Refactor CommitMerkleTree and repositories::tree
Refactor the merkle tree loading modules in CommitMerkleTree and repositories tree to deduplicate code and implement a consistent naming scheme. Functions that previously got but did not require a CommitMerkleTree object now instead get a root from repositories::tree.

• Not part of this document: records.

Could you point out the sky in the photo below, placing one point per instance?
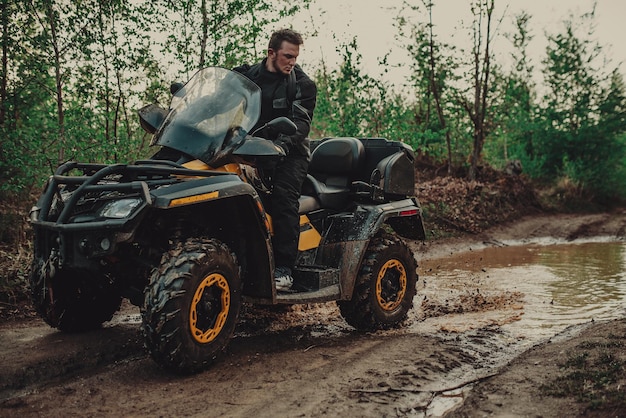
(332, 22)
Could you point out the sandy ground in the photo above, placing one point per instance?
(307, 362)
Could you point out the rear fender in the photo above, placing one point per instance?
(347, 238)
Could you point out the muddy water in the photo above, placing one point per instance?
(519, 294)
(544, 288)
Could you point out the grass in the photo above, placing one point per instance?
(594, 375)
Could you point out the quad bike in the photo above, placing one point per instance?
(186, 237)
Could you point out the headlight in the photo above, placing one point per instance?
(119, 209)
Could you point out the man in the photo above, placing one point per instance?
(286, 91)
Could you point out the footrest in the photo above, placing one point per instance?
(313, 278)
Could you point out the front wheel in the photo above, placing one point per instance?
(191, 305)
(386, 285)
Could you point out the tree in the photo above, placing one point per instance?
(583, 114)
(481, 54)
(513, 103)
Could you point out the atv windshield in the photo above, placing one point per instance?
(210, 116)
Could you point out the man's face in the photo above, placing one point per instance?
(284, 59)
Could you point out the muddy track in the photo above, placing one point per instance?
(301, 361)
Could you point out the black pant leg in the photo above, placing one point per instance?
(288, 178)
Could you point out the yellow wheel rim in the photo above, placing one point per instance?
(391, 285)
(209, 308)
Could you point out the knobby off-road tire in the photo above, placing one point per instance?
(73, 300)
(385, 287)
(191, 305)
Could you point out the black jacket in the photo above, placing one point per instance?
(276, 102)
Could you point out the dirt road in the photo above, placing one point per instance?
(308, 362)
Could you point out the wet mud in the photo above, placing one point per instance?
(467, 328)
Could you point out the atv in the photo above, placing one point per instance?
(185, 235)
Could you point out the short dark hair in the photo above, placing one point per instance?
(289, 35)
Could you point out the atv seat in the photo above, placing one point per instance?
(335, 163)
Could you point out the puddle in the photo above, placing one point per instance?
(558, 285)
(532, 292)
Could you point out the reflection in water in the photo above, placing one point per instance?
(562, 284)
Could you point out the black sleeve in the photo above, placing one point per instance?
(303, 108)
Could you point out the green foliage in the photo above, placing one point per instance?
(76, 72)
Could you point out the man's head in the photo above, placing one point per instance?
(283, 50)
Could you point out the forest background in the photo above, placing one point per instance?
(74, 74)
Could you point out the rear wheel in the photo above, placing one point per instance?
(191, 305)
(386, 285)
(73, 300)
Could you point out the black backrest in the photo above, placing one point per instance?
(338, 157)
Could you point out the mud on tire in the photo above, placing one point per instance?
(191, 305)
(386, 285)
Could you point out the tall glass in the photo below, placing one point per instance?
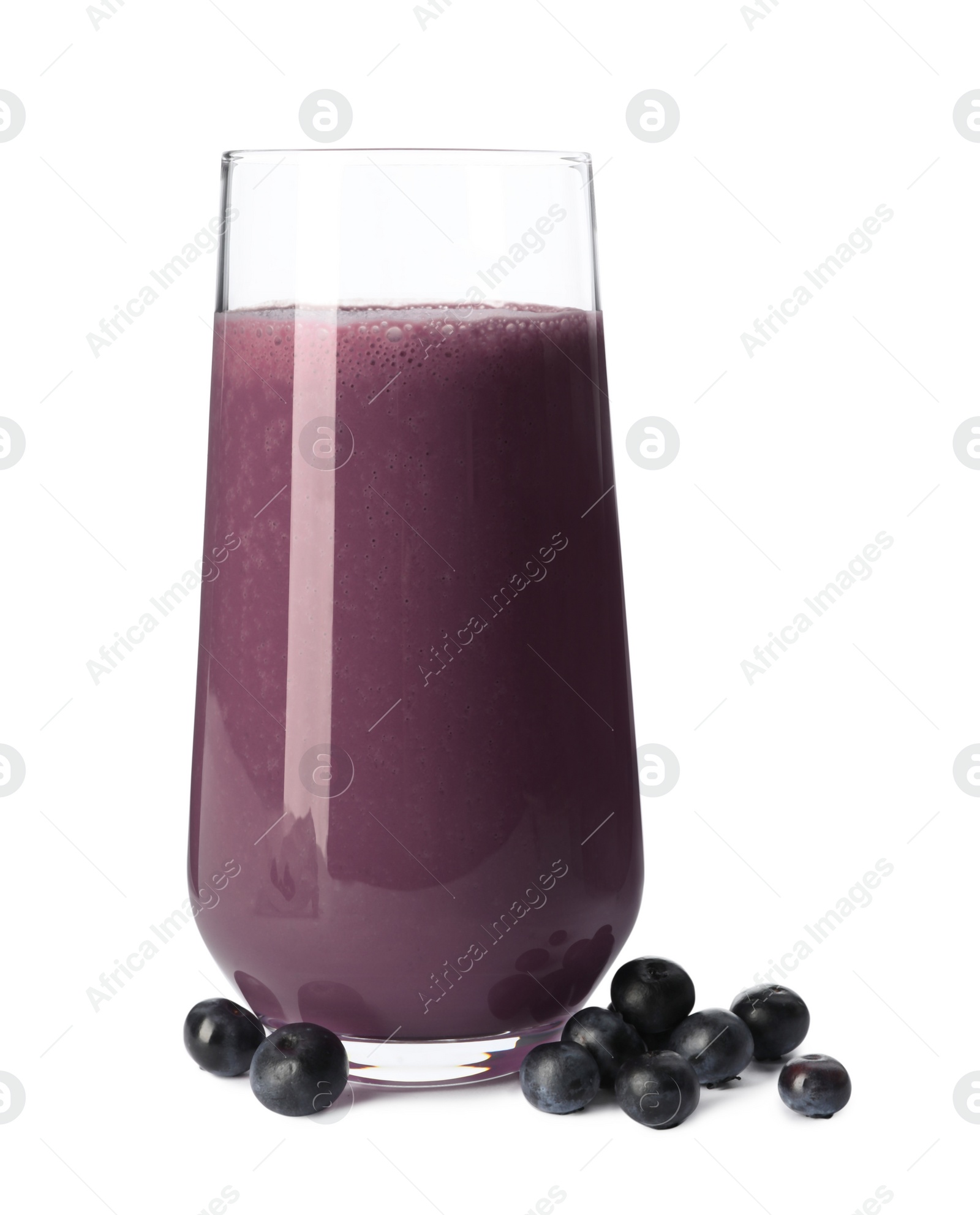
(415, 808)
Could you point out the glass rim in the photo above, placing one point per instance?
(412, 156)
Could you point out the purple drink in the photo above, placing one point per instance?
(415, 730)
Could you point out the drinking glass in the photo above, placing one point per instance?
(415, 808)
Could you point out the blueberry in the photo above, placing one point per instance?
(608, 1038)
(815, 1085)
(559, 1078)
(715, 1042)
(777, 1018)
(652, 994)
(299, 1070)
(658, 1090)
(221, 1037)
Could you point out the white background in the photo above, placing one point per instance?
(790, 463)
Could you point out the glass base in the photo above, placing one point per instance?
(445, 1062)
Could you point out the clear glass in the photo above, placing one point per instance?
(415, 808)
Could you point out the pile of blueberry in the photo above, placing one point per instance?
(298, 1070)
(656, 1054)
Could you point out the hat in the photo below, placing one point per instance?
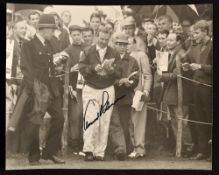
(146, 19)
(74, 27)
(47, 21)
(121, 38)
(128, 21)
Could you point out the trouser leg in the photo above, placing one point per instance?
(116, 134)
(138, 120)
(33, 141)
(53, 142)
(125, 119)
(104, 121)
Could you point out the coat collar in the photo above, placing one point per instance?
(94, 50)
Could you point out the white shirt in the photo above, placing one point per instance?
(70, 39)
(101, 51)
(42, 40)
(57, 33)
(122, 56)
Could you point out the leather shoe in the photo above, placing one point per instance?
(199, 156)
(34, 163)
(89, 156)
(120, 156)
(99, 158)
(55, 159)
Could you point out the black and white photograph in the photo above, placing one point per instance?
(109, 87)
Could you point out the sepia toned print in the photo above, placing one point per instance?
(109, 87)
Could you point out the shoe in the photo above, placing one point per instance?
(199, 156)
(121, 156)
(55, 159)
(75, 153)
(81, 154)
(99, 158)
(132, 154)
(209, 159)
(89, 156)
(34, 163)
(136, 155)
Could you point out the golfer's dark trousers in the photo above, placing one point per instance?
(54, 136)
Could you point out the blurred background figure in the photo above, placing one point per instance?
(33, 19)
(88, 36)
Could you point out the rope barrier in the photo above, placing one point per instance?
(194, 81)
(192, 121)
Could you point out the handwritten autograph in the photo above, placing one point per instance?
(103, 108)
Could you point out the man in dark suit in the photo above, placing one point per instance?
(99, 65)
(75, 101)
(169, 95)
(121, 117)
(201, 66)
(38, 69)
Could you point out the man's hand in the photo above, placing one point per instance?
(98, 68)
(186, 66)
(72, 92)
(59, 57)
(195, 66)
(126, 82)
(74, 68)
(146, 93)
(13, 88)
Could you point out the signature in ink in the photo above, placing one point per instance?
(103, 108)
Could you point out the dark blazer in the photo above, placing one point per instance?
(36, 63)
(202, 54)
(90, 58)
(128, 65)
(169, 94)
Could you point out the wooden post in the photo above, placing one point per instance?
(180, 108)
(65, 108)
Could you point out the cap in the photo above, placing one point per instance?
(74, 27)
(148, 19)
(47, 21)
(121, 38)
(128, 21)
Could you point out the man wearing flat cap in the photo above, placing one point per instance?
(128, 27)
(121, 116)
(38, 70)
(100, 67)
(75, 103)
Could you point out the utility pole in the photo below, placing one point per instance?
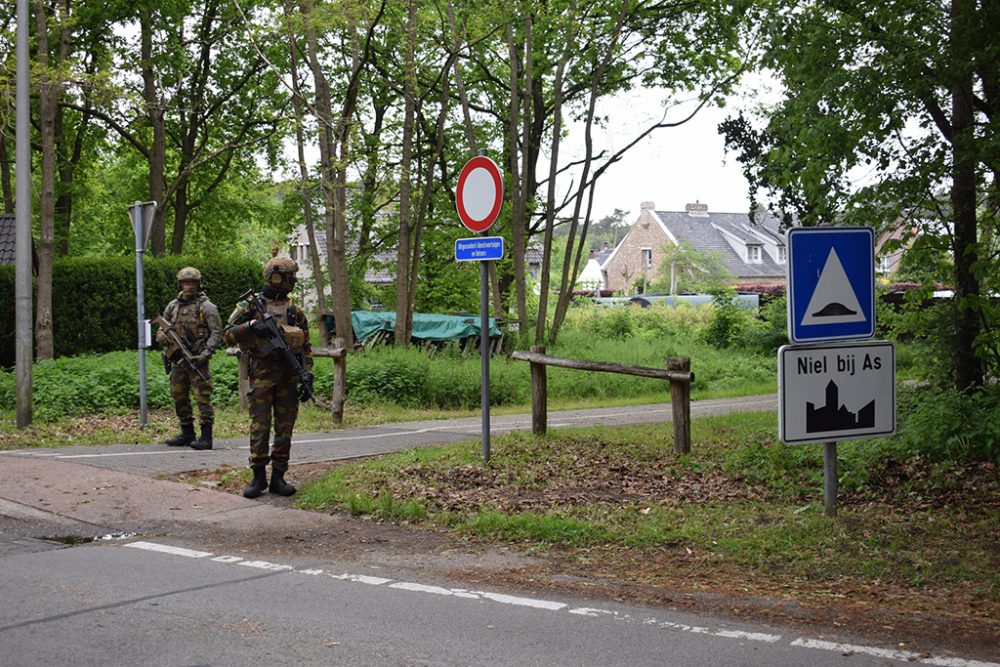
(24, 355)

In general, all functions go through repositories::tree rather than directly accessing CommitMerkleTree where possible
Summary by CodeRabbit
-
Bug Fixes
- Push command now writes errors to stderr.
- Improved error messaging when repository trees are missing.
-
Improvements
- File restoration now also verifies file size (in addition to modification time) to avoid incorrect restores.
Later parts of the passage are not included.